• 86
  • Closely Guarded Secret (OHP) 1985 
  • Minutes in a Day EP (Twilight) 1986 
  • Provocation (Twilight) 1987 
  • Way to Go (Twilight) 1988 

Like Honor Role, 86 was one of the few mid-’80s Southern indie bands immune to jangle-pop obsessions. Melodrama and juvenilia plagued its records, but, for the time and place, the Atlanta trio was worth noting.

Firmly rooted in collegiate post-punk, Closely Guarded Secret contains lots of new wave fallout and youthful squirreliness. Well- played but anonymous, the seven-song mini-LP is simple but enjoyable. Despite lame vocals, Ken Schenck’s choppy, early- U2-ish guitar playing saves the ship. And is that a Police influence on “No Answer”?

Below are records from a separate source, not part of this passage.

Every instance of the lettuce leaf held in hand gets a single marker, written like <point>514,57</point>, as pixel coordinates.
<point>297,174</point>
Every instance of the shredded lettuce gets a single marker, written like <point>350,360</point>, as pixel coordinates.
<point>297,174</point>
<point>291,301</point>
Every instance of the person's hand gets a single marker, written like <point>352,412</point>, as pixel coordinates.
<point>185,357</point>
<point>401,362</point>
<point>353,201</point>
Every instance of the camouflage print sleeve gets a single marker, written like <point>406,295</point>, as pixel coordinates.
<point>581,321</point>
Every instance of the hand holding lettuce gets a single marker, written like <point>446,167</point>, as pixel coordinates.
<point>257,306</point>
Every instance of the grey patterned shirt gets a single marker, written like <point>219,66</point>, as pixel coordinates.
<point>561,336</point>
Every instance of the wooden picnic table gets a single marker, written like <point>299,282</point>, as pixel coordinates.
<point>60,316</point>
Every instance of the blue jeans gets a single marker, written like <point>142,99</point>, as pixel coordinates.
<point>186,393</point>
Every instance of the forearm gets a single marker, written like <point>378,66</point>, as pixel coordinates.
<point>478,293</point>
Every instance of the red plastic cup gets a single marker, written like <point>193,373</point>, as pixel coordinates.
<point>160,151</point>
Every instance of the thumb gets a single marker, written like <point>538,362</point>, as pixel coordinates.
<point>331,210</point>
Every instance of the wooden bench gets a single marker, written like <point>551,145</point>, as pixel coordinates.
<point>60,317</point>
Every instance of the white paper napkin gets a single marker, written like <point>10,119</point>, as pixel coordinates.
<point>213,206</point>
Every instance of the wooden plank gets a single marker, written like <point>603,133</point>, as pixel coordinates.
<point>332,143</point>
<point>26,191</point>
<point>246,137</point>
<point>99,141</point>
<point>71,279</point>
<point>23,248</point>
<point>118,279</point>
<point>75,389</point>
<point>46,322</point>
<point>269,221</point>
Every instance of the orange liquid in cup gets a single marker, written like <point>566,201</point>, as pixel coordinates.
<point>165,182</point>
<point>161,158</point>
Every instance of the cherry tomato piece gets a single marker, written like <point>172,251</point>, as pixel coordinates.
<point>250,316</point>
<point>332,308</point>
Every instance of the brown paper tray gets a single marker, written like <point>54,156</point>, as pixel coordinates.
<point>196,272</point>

The artier Minutes in a Day is less redolent of the rehearsal room. Mac McNeilly has matured into a tricky, hard-hitting drummer. Schenck loosens the reigns and cranks up the squawk. The dark title track is a guilty pleasure of edgy rhythms and reverb.

The final studio album dispenses with some of the amateurish tendencies of prior work. Max Koshewa’s newly fattened bass thickens the previously anemic bottom end. Confident, louder compositions allow Schenck to squiggle all over the place. His solos weave a crooked, luminous path as the rhythm section locks into position. Still, the album suffers from whiny, Anglo-fixated vocals, clichéd lyrics (advice: don’t print ’em) and overt politeness.

86 was reportedly one hell of a live act. To capitalize on that, its label issued Way to Go, a limited, farewell attempt to capture the onstage experience.

After 86 bit the dust, McNeilly picked up a bass and played in Phantom 309, who split an EP with Shenck’s next project, the Sun Also Rises. Mac later reclaimed his drum throne for a long stint with the Jesus Lizard, netting his original group some posthumous notoriety.